Heike Aumüller sitzt auf dem Boden, musizierend, singend, in einem Englisch, das sich nur den Hörenden erschließen kann, denn die Sehenden, die also, die Musik sehen wollen, sehen nichts. Und fühlen nichts. Johannes Frisch steigt in den Standbass, wie es so nur Kate Bush getan hat, doch hat Kate Bush nicht gespielt, Frisch aber spielt und windet sich dabei ums Instrument herum, 1:0 für den in Ehren ergrauten Jazzer. Thomas Weber wiederum sitzt, die Gitarre umgespannt, gekrümmt auch er um sie, und während die eine Hand manchmal die Elektronika bedient, die zugeschaltet wird, lässt sich die andere von der Gitarre spielen und reißt die eine immer wieder mit, so einfach ist das.
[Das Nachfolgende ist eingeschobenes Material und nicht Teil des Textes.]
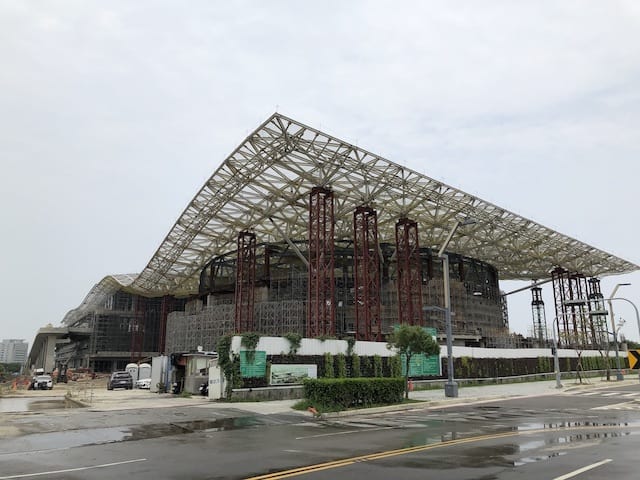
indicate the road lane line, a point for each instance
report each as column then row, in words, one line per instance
column 361, row 430
column 582, row 470
column 78, row 469
column 420, row 448
column 374, row 456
Man muss nur hören wollen, und nicht nur sehen.
Wer sehen kann, sieht die Kunst von Heike Aumüller auf dem Cover, und was er sieht ist verletzlich und stark zugleich. Jede und jeder, der und die einmal einen Bruce-Willis-Actionfilm gesehen hat, kennt den Satz, den Willis, plötzlich mehr als nur Muskeln und Lächeln, zum obligatorischen Kind sagt (oder zur Frau, in diesen Filmen fast das gleiche, weil: nur zum Retten da): "Klar habe ich Angst."
Wir lernen: wer sich angreifbar macht, wird stark. Das Kammerflimmer Kollektief macht sich stark, hatte sich schon stark gemacht, als das Kollektiv noch keines war, als es sich erst fand, und zur Band verschmolz, wurde als Band stärker. Und angreifbarer. War die Musik schon vorher schön, so wurde die Schönheit nun wuchtig, und Dietmar Dath spricht die Wahrheit, wenn er anrät die Platte laut zu hören – sie hat dann noch mehr Tiefe.
Das Kammerflimmer Kollektief ist gefühlig und pathetisch, aber dabei so klar, wie jene Stimmungen klar sind, die Robert Musil, der der Romantik völlig unverdächtig ist, die "taghelle Mystik" nannte. Die Texte und die Musik wollen gehört werden, ausgespürt, ertastet, durchlitten, der Sound baut Songs, die aus Sound gebaut sind, Songs, die aber keine Lieder mehr sind.
"Wildling" ist die bislang stärkste und verletzlichste Platte dieses Trios, das ein Einziges ist, ein Solipsist, der irgendwo zwischen Jazz, Krautrock, Pop und Hölle allein vor sich hinschwebt, sein eigener Himmel. Ein irdischer Himmel, in dem wir wohnen dürfen. Wenn wir nur hören können, mit unseren Ohren und unserem Kopf.